Sementara anak laki-laki itu sedang makan kue, dia belum makan, tetapi dia tidak punya waktu untuk memikirkannya, percakapan itu yang pertama. Tidaklah biasa bagi bos untuk datang ke rumah Anda, dan sudah terlambat.
"Ah."
Bahkan setelah duduk di sofa, Mark tidak mudah bicara. Josh duduk dan menunggu kata-katanya. Waktu tunggu terasa terlalu lama, tetapi dia tidak bisa terburu-buru, menunggu dengan tenang, memeriksa kakinya. Setelah beberapa saat, dia berbicara:
“Ini tentang pekerjaan.”
Setelah menghela nafas lagi, sang bos menjawab:
“Saya punya satu. Gajinya bagus dan kondisinya secara keseluruhan tidak buruk. Tidak terlalu bagus. Semua jumlah yang Anda sebutkan adalah pembayaran sekaligus, dan bisa dilunasi di muka. Anda akan membayar cukup uang muka, jadi bayar lebih banyak untuk sisa gaji setelah bekerja…” Mark menambahkan, “Bagus sekali… Siapa pun yang mengajukan aplikasi itulah masalahnya.”

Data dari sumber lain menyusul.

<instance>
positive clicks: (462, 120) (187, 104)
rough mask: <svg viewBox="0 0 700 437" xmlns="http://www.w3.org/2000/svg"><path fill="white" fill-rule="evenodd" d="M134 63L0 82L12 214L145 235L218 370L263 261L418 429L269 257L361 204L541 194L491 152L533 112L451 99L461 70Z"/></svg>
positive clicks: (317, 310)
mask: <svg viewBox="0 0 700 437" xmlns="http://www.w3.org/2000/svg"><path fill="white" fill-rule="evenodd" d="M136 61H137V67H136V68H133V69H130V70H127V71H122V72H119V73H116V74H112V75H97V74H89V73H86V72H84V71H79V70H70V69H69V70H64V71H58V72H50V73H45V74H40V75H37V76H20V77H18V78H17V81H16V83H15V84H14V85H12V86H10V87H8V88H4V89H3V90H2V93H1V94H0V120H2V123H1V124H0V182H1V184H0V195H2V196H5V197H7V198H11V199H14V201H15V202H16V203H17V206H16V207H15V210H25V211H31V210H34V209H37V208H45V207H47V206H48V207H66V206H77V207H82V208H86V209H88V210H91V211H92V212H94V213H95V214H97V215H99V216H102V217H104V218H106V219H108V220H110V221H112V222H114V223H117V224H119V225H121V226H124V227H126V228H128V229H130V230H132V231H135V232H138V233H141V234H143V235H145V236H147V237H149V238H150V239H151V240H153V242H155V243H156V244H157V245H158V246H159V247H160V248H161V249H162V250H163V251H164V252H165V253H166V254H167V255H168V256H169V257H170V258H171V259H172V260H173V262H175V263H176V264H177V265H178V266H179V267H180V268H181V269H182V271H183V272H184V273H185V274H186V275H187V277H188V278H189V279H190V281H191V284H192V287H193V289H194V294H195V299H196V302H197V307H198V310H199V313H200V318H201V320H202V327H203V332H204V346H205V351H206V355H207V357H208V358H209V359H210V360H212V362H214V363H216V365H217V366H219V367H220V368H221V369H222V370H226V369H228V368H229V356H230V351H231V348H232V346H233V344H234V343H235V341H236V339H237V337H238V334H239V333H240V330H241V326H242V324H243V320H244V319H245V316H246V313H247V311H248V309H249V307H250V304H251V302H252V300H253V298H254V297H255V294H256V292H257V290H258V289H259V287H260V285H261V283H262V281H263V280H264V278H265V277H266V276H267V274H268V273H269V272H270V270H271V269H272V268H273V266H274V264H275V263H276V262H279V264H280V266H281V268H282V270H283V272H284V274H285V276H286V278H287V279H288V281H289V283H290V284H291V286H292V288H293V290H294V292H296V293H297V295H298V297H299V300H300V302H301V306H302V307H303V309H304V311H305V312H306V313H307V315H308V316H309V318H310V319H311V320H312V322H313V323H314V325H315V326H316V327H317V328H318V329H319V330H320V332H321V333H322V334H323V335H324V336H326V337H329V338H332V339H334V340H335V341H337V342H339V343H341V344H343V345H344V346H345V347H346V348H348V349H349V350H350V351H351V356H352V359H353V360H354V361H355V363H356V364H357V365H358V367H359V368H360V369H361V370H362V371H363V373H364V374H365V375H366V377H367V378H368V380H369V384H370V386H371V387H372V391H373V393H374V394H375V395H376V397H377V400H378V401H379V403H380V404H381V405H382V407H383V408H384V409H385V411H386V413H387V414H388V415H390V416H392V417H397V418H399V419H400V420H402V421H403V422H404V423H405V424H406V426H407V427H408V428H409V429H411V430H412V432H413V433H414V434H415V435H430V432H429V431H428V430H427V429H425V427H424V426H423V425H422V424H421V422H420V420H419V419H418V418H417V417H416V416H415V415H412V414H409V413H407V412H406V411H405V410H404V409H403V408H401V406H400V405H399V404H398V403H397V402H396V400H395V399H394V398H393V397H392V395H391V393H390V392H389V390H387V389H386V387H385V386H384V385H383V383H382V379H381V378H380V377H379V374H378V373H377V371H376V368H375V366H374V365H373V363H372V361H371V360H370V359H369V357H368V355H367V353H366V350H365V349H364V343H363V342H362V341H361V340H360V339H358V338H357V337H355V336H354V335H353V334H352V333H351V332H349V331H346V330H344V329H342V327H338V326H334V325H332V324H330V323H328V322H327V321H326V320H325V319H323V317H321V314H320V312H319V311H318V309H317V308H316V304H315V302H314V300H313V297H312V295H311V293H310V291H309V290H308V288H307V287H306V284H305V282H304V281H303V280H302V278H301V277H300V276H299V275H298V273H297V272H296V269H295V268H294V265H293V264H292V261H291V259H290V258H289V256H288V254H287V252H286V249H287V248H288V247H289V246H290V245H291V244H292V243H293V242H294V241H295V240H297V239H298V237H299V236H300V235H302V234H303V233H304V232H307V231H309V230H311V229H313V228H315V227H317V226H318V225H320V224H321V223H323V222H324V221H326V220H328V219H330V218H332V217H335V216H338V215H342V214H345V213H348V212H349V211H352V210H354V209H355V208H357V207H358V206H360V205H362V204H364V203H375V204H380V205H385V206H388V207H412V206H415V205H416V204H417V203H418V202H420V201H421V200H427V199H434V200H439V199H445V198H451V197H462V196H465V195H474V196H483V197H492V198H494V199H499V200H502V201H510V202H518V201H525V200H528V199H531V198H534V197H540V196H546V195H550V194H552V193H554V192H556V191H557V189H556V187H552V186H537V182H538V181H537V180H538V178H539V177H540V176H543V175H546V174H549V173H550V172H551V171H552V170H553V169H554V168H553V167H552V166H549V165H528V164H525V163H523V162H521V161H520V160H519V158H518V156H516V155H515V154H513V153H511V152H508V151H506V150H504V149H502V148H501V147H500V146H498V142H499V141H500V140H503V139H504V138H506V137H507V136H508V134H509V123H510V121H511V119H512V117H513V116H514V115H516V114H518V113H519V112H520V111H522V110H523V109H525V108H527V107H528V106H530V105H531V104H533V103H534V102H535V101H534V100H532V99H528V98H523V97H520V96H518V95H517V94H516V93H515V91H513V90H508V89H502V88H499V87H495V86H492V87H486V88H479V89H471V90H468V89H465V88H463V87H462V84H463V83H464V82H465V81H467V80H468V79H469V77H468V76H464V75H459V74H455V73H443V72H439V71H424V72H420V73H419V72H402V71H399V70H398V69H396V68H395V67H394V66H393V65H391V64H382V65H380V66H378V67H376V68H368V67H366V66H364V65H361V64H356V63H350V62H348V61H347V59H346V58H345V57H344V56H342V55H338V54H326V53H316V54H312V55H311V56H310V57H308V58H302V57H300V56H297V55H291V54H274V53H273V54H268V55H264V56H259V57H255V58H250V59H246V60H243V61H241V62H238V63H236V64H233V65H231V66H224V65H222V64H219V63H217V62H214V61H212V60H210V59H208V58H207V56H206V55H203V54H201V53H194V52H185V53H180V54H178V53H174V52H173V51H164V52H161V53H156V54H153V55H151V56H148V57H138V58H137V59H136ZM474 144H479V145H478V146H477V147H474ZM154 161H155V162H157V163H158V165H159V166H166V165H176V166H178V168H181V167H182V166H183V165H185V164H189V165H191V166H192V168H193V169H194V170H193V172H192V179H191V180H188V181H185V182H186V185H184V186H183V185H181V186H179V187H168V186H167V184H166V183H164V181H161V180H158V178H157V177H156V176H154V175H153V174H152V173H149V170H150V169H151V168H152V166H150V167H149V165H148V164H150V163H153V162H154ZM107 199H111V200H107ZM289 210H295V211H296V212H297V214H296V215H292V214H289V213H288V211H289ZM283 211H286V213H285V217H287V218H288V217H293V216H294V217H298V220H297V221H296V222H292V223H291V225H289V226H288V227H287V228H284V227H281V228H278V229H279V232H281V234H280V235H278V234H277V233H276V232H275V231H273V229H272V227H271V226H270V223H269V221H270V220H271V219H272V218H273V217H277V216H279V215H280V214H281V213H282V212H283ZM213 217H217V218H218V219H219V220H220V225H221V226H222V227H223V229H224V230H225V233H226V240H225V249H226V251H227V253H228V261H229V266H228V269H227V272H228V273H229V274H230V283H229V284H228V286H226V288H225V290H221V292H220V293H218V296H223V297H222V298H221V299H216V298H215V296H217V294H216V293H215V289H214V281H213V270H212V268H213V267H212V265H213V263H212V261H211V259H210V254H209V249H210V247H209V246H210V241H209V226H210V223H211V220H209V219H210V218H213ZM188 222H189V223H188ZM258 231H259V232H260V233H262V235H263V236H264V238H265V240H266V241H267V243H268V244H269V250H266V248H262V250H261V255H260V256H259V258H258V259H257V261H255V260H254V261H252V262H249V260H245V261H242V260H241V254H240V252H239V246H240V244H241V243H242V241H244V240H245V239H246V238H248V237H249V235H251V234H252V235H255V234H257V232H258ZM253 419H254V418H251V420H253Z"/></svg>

Josh menatap bibirnya dengan sabar. Mark nyaris tak membuka mulutnya setelah merasa waktu telah berlalu lama. Ketika akhirnya ia mengucapkan nama itu, Josh tahu mengapa ia begitu ragu.
“Ini Chase C. Miller… Apakah kamu ingat?”
Begitu mendengar nama itu, Josh bahkan lupa bernapas. Chase C. Miller. Cara melupakan nama itu.
Mata ungu yang misterius, rambut pirang alami yang berkilau di bawah sinar matahari. Wajah cantik dengan garis-garis tegas. Tubuh ramping, tinggi, dan elegan. Chase C. Miller, tidak pernah ada aktor pria yang lebih baik di Hollywood, sejak debutnya kariernya telah aktif.
Seorang Alpha dominan yang meninggalkan jejak pada Josh. Dia adalah pria yang sama yang menghamilinya dengan Pete.